画面の利益は、引き出せて初めて利益 画面の中でいくら数字が増えても、それは利益ではない。手元の口座に戻ってきて、自由に使えるようになって、はじめて利益と呼べる。「増えている」と「引き出せる」は、別のことだ。出金しようとして一度でも追加入金を求められたら、そこで止めてほしい。

本物かどうかは、画面ではなく「登録」で確かめる

では、何を見ればいいのか。きれいなアプリの画面でも、担当者の肩書きでもない。日本で金融商品の取引を扱うなら、登録が要る。金融庁は「登録業者の名を騙る無登録業者もありますので、あわせてご注意ください」と注意喚起している。実在する業者の名前が出てきても、目の前で勧誘している相手がその業者本人とは限らない、ということだ。

確かめる手段は用意されている。金融庁「無登録で金融商品取引業を行う者の名称等について」では、こう断っている。「掲載されている無登録業者は、警告書の発出を行った時点で無登録営業を行っていることが確認できた者に限られています。」「掲載されていない者でも、無登録営業に該当する行為を行っていることがあり得ますのでご注意ください。」――つまり、リストに載っていない=安全、ではない。登録の有無そのものは、金融庁が2026年に運用を始めた「金融事業者一括検索機能」などで、自分の手で確かめられる。
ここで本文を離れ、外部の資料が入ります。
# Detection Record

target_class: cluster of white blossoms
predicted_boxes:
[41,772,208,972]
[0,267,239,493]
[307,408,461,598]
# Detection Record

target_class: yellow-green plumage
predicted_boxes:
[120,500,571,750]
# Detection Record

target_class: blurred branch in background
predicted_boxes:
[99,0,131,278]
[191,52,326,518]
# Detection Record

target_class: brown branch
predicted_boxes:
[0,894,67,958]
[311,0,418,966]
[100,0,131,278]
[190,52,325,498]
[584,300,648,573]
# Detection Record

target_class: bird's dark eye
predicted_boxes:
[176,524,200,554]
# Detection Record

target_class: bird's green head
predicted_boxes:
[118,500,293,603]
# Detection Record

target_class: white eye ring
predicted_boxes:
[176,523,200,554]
迷ったとき用の一言 「登録は受けていますか。社名と登録番号を教えてください」。本当に正規の業者なら、この問いを嫌がる理由はない。言いよどんだり、話をそらしたりしたら、それはそれで一つの答えだと思う。画面のグラフより、この一問のほうが確かだ。

すでに入金してしまった方へ

もう振り込んでしまった方へ。気持ちは分かるが、まず一つだけ。お金を取り戻すこと以上に、これ以上払わないことが先だ。「あと少しで出金できる」「税金を払えば戻る」と言われても、そこで止めてほしい。順序はこうなる。

  • 追加の入金は、どんな名目でもいったん止める
  • やり取りの画面・振込の記録・相手の連絡先を、消される前に残す
  • 振り込んだ銀行や決済の窓口に、できるだけ早く連絡する
  • 公的な窓口に相談する――消費者ホットライン「188」、警察相談専用電話「#9110」、金融取引なら金融庁の金融サービス利用者相談室

私には個別の解決はできない。最終的な判断は、正規の窓口に委ねてほしい。それが一番確かだ。

この記事のまとめ

  • アプリやサイトに映る「資産」「含み益」は、運営側が書き込める表示のことがある。引き出せて初めて利益
  • 入口はSNS・マッチングアプリで親しくなった相手からが多く、実在業者の名がかたられることもある
  • 本物かどうかは画面ではなく登録で確かめる。出金時に追加入金を求められたら、そこで止める

見るべきは右肩上がりのグラフではなく、振込先と、その数字の出どころ。確かめられないなら、その場で動かさない。